Slavery sucked. “12 Years a Slave” makes that abundantly clear, but it does so using cliché plot devices and one-note characters to hammer the point home. That doesn’t make me or Jason racist for not loving the film (and again, remember that neither of us said we disliked it, but rather that we didn’t love it) – it just means that we’ve seen thousands of movies between us, and after a while, we recognize patterns. This movie contains several things we’ve seen before, and I don’t give a damn if this one happens to be about slavery: it’s still something I’ve seen before, and I’ve seen it done better. That alone takes it down a notch.
I haven’t finished watching this one yet, but while I am loving the performances by Matthew McConaughey and Jared Leto, I can already see this one going off the rails. Spite is an ugly emotion.
Because of the aforementioned day job, I value my time a lot more than I did before, so I won’t waste an evening watching “The Love Guru,” which I once did just to make sure my Worst of the Year list was as accurate as possible. Nope, I have two kids now, and therefore a completely different set of priorities. This year’s list is much, much shorter, and you can count it on one, two, three…
Everything about this movie rang false. It’s the story of a very smart guy who has to do something incredibly stupid in order for the rest of the movie to happen. There isn’t a single moment in this movie that feels real, and director Seth Gordon’s unwillingness to tame Melissa McCarthy does not help things one bit.

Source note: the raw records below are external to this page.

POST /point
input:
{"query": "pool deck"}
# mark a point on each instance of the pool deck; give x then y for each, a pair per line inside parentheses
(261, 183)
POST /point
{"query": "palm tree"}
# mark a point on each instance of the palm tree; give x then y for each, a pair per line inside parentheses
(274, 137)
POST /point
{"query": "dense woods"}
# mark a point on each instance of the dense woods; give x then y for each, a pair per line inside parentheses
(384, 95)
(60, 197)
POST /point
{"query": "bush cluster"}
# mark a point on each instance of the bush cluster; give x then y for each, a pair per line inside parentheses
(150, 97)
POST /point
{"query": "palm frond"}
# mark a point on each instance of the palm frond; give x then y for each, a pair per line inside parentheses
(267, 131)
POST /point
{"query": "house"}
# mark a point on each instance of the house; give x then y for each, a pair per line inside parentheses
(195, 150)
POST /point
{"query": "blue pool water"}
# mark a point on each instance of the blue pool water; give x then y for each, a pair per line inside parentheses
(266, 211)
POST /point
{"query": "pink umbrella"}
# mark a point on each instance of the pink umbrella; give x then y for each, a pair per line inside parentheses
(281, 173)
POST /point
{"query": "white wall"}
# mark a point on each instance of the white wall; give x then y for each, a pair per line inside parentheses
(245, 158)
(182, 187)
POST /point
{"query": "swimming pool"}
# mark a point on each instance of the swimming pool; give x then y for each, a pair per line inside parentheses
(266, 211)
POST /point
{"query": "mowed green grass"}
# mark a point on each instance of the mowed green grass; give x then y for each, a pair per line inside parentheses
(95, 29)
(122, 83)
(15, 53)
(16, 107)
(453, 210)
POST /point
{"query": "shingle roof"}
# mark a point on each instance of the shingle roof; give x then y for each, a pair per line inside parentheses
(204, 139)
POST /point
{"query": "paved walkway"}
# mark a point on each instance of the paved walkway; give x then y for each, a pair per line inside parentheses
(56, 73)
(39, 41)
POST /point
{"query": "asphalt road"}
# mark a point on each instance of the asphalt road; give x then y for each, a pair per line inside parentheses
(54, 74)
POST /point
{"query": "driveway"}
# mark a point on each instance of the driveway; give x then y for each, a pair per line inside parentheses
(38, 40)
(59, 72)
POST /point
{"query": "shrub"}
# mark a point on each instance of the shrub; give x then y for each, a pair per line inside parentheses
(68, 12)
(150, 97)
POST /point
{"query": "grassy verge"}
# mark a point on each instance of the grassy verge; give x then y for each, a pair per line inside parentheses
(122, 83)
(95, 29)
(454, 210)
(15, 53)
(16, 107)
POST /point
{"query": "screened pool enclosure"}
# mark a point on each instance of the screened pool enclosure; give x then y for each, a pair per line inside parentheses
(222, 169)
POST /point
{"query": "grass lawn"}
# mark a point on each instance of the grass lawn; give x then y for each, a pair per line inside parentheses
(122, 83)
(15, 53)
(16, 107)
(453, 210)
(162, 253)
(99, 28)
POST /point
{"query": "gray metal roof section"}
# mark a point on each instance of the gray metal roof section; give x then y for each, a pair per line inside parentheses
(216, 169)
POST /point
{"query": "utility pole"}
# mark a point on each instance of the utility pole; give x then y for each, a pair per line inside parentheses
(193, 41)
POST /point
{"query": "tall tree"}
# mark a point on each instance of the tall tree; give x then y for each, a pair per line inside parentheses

Bryan Singer is considered one of the big time directors, but let’s be honest for a second: aside from “The Usual Suspects” and “X2: X-Men United,” has Singer done anything else noteworthy? I’d say not, which means it’s been over a decade since Singer’s last good film. Granted, Singer had his work cut out for him here, but that begs the question: what drew him to the material in the first place? There wasn’t a good movie to be had here; you’d think he would know that, right? Also, don’t look now, but he’s just taken back the reins of the “X-Men” franchise. Uh oh.
Grossly overrated, emphasis on the word ‘gross.’ This movie missed the point from the very beginning, going for gore over terror. Yes, it was one of the goriest movies in recent memory, but it wasn’t scary. They call these horror movies, you know, not blood movies – try to make them scary, like “The Conjuring.” That had little to no blood, and was waaaaaay creepier.